The latest trade rumor is not the shipping out of Dunn or Willingham. This time, they’re talking about moving the closer, Matt Capps. Capps is having a good season, with a 2.86 ERA and 24 saves, enough to rank him 4th in the NL. He’s been a solid bullpen member, something important considering where this team was a year ago. Some may worry that losing Capps puts the Nats right where they were before, losing close games late in heartbreaking fashion. While that’s possible, there are some important things to remember.
First of all, Capps has pitched well, but he hasn’t been spectacular. His WHIP of 1.364 is a little heart attack inducing. In his 44 IP, he’s struck out 36, which is good (not closer great, but good), and has only walked 9. But he’s given up 51 hits and opponents are hitting him surprisingly well – .283/.317/.428. His WXRL is only 0.171 ranks him only 8th on the team. It is somewhat smoke and mirrors, although the strikeouts are real. Couple a decent number of Ks, let’s say he finishes the season with 65, and a bunch of saves, he’ll get some real money in arbitration. So the Nats would be on the hook for some loot with him.
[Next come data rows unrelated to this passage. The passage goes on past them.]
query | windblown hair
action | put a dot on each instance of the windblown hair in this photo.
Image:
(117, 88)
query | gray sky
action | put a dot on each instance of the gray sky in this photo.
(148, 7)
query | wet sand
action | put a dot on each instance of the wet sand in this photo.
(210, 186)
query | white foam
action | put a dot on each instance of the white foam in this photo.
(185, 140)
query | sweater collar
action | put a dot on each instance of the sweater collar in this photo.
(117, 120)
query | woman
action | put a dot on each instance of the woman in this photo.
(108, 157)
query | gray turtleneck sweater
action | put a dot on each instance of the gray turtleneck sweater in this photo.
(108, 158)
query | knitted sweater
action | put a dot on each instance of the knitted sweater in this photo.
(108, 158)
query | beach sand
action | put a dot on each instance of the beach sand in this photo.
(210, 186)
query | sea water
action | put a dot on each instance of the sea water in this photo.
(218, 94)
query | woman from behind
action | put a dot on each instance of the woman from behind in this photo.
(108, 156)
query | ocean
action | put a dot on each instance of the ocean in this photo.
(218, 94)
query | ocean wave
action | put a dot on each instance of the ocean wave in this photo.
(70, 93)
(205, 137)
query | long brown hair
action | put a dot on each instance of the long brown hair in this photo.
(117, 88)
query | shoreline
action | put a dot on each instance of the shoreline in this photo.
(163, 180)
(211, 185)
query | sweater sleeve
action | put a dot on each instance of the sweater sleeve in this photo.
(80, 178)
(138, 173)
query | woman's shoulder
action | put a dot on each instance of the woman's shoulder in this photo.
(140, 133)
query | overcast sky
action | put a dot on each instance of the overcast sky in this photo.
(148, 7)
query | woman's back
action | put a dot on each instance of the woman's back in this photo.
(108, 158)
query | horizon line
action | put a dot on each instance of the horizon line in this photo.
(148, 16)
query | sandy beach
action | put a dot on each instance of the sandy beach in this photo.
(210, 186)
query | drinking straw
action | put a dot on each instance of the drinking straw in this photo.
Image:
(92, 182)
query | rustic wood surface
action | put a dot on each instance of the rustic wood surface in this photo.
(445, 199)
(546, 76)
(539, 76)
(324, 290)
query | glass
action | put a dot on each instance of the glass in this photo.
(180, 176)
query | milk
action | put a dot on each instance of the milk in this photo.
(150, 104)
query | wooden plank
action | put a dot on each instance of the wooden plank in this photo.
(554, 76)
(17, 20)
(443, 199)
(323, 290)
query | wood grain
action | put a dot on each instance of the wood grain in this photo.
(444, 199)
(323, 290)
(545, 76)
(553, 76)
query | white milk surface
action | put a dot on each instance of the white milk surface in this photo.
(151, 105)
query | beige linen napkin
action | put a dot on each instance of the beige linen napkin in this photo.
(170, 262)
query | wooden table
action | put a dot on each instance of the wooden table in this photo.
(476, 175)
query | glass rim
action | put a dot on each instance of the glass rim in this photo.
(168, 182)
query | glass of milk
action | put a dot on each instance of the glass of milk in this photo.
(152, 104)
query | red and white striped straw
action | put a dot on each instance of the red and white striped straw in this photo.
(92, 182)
And he may not be that much better than what they’ve got.
Teams have notoriously overpaid for closers in the past. It’s slowed down recently, but there’s a dearth of relief arms available in the trade market this year. And everyone needs a closer, even if he’s used as a setup man. Teams like the Yankees may be perfectly fine with going to Rivera, but wary about handing the ball over to Joba in the 8th. Or to a slew of youngsters they may have for the 7th. Capps would fill that role nicely. If the Nats can get some value out of Capps, they should do it, and not because they don’t “need” a good bullpen. It’s because even without Capps, they’re bullpen is probably still going to be in good shape. Look what they’ve got without him.
Tyler Clippard – You’ve remembered all his poor outings, but don’t forget the good ones. His WXRL of 0.778 ranks 40th in the NL – good enough certainly to be considered a reliable reliever. He’s the best on the team for that stat, and his ERA of 3.34 is pretty darn good as well.
Doug Slaten – As mentioned above, his WXRL is better than Storen’s, ranking him 2nd on the team at 0.599. You may remember a few poor performances by him, but blame that on the manager. When he faces righties, he’s not good, they have bat .340/.421/.420 against him this year. But against lefties, he’s unhittable. They’ve only managed to hit .147/.237/.147 against him. 30 left handed hitters, 5 hits, none for more than a single. He’s got value, when used correctly.
Drew Storen -The anointed closer of the future would probably get the role alot sooner, if not immediately. This season, his rookie year, he’s managed to have 2.83 ERA in 27 appearances. His WXRL of 0.495 ranks him third on the team, behind only Clippard and Slaten.
Josh Wilkie – He’s now pitched 47 1/3 innings at Syracuse. In that time the 25 year old who has slowly but steadily moved up the organization from rookie league to AAA has struck out 38, walked 16, amassed a GO/FO ratio of 2.57 and a 1.76 ERA. There’s not reason to think he won’t be good in the majors.
Joel Peralta – Yeah, remember him? As a closer in Syracuse this year, he had a 1.08 ERA and struck out 38 while only walking 9 in 33 1/3 IP. He’s had some spotty seasons and some good ones, but that’s the big secret about relievers. The majority of them fluctuate drastically in ability from year to year. Right now, Peralta’s dealing in the majors, with a 2.16 ERA and 14 Ks in 16 2/3 IP. Yeah, it might only last a season, but for now, he’s reliable.
Jason Bergmann – That’s right, I said it. He was on the team early this year and did not fare well. In fact, his 15.43 ERA in 2 1/3 IP ranks 2nd worse behind only Marquis. But since going down to AAA, the converted starter has really shined as a reliever. He’s made 31 appearances, pitching 36 innings, striking out 38 and walking 12 while compiling a 2.00 ERA. He has shown he can dominate in AAA, something he never really did for such a long period of time, and may finally ready to be effective in the majors. I’m not sitting here saying Bergmann is a definite, but he definitely deserves another shot.
Atahualpa Severino – Atawhoosiewhatsie may not be big on your radar screen, but the 26 year old has looked good in AAA this year. 39 appearances, 48 2/3 IP, 34 K, 18 BB and a 3.33 ERA. Nothing spectacular, but it’s been downright good so far. In his last 10 appearances, he’s got a 5.40 ERA, but that is from 2 poor outings with a total of 7 ERs. The other 8 times, he’s pitched 10 total innings, struck out 6, walked 4, and given up 0 ERs.
Collin Balester – Mr Mustache came up this past weekend and pitched pretty well, considering the circumstances. He’s done alright as a reliever in the minors, not perfect, and in his last three outings he’s given up a run each time. But he’s striking people out (albeit with too many walks) and may find his way up to the majors soon.